Up to now, there have been two main methods of clock distribution for large, high-performance designs: conventional clock-tree synthesis (CTS) and clock mesh. Multisource CTS has emerged as a new method that is a hybrid of these two. This article explains the differences between CTS, multisource CTS, and clock-mesh distribution technologies.
Table of Contents
- Key Differences Between CTS, Multisource CTS, And Clock Mesh
- Amount Of Shared Path
- OCV Benefit Of Shared Clock Path
- Mesh Fabric
- Design Complexity
- Timing Analysis
Key Differences Between CTS, Multisource CTS, And Clock Mesh
There are four key differences between conventional CTS, multisource CTS, and clock mesh: shared path, mesh fabric, design complexity, and timing analysis. Each subsequent section discusses each of the three clock distribution methods with respect to these key differences. At the completion of the article, you will know the differences and be better equipped to try a new method that may be better suited to your next design start.
Amount Of Shared Path
The most obvious difference is the structural depth of the shared path between the clock root and the sinks. Consider an example of the same set of sinks addressed by each of the three clock distribution methods (Fig. 1).
1. The most obvious difference between CTS, multisource CTS, and clock-mesh structures is the depth of the shared path between the clock root and the sinks. Shown here is the same set of sinks addressed by each of the three clock-distribution methods (from left: conventional CTS, multisource CTS, and clock mesh).
A conventional clock tree, shown at left, is characterized by an organic tree structure from the clock root that branches out to each of the sinks in the design. There is unlimited depth for both buffer and clock-gating levels. Most of the sinks in the design share very few paths back to the clock root—so few, in fact, that for any two sinks in the design, the only reliably shared part of the path is the root buffer.

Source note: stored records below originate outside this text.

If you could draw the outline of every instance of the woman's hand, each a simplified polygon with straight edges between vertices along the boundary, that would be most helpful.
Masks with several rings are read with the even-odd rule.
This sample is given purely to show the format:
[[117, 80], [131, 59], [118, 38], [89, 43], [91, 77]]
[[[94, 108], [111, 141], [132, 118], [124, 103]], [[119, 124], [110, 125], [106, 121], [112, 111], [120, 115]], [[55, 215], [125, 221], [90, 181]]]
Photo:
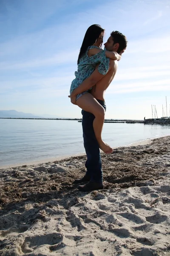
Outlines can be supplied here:
[[72, 93], [71, 95], [68, 96], [68, 98], [70, 98], [71, 102], [74, 105], [76, 105], [76, 96], [73, 95]]

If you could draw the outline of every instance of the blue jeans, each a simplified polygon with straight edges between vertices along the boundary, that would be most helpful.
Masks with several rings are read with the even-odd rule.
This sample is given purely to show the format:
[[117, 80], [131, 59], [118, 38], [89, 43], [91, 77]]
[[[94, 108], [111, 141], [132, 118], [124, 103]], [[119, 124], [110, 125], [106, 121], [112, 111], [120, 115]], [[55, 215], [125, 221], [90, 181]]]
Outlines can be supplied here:
[[[105, 102], [99, 99], [96, 100], [106, 111]], [[95, 116], [91, 113], [84, 110], [82, 111], [82, 114], [84, 146], [87, 155], [85, 164], [87, 169], [86, 175], [91, 177], [91, 180], [101, 182], [103, 178], [102, 161], [99, 144], [93, 126]]]

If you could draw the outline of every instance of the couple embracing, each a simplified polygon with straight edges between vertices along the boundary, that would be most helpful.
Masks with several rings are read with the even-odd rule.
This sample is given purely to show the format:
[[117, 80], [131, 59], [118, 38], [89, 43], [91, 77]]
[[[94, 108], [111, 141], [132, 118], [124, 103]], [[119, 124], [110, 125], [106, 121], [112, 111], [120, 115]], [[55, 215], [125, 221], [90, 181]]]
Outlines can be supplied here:
[[102, 139], [106, 106], [104, 94], [116, 72], [118, 62], [126, 48], [127, 41], [118, 31], [110, 33], [104, 50], [101, 48], [104, 29], [92, 25], [87, 29], [80, 48], [76, 78], [70, 89], [71, 102], [82, 109], [84, 145], [87, 155], [87, 172], [82, 178], [75, 180], [81, 191], [102, 189], [100, 148], [105, 153], [113, 152], [112, 148]]

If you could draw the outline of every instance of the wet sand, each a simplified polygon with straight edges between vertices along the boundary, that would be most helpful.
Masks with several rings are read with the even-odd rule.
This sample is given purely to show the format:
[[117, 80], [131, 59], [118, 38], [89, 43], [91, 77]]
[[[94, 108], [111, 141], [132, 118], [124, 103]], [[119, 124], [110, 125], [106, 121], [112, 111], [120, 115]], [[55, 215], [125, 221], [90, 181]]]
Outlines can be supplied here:
[[84, 155], [0, 169], [0, 255], [170, 256], [170, 136], [102, 161], [89, 193]]

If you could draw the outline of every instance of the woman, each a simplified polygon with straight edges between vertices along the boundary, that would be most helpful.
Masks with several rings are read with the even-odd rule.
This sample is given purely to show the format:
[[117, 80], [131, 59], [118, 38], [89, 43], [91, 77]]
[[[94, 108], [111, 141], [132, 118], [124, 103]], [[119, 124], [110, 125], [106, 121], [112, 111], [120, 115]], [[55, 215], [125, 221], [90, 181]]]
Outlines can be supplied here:
[[[105, 75], [109, 70], [110, 59], [115, 61], [120, 59], [121, 55], [117, 52], [100, 49], [104, 32], [104, 29], [96, 24], [92, 25], [87, 29], [80, 48], [77, 61], [78, 70], [75, 73], [76, 78], [71, 83], [70, 94], [92, 74], [97, 65], [99, 72]], [[113, 149], [102, 139], [105, 114], [104, 108], [88, 91], [77, 95], [76, 104], [94, 115], [93, 128], [99, 147], [105, 153], [112, 153]]]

Multiple clock trees of small to moderate depth primarily distinguish multisource CTS, shown at center. There are typically between three and nine levels of clock gating and buffers. The multiple clock trees are at the bottom of the structure below the mesh grid and all of the structure above the mesh form a shared path back to the clock root. A substantial portion of the overall insertion delay of the clock is in the form of a shared path.
Clock mesh, shown on the right, is characterized by an extremely shallow logic depth below the mesh, usually just a single buffer or clock gate directly driving the sinks. Most of the insertion delay in a clock mesh design is a large, shared path from the root to the mesh.
OCV Benefit Of Shared Clock Path
The respective logic depths (unlimited, moderate, and very shallow) are inversely related to the level of shared path between the sinks and the clock root. Path sharing reduces the impact of on-chip variation (OCV) effects on the design because when the sinks share the same clock path to the root, any process-variation occurrence in that path affects both flops equally and all timing assumptions are preserved. In the absence of path sharing, one must increase the clock margin by a derating factor to account for the possibility that either or both the launch and capture flip flops experience a process-variation phenomenon.
We may define the extra margin by multiplying the insertion delay of the non-shared path by a derating scalar, typically between 7% and 10%. Worse yet, it is applied in a range of plus or minus the derating factor. We then add the product to the timed skew of the design and derate the clock-frequency performance of the design.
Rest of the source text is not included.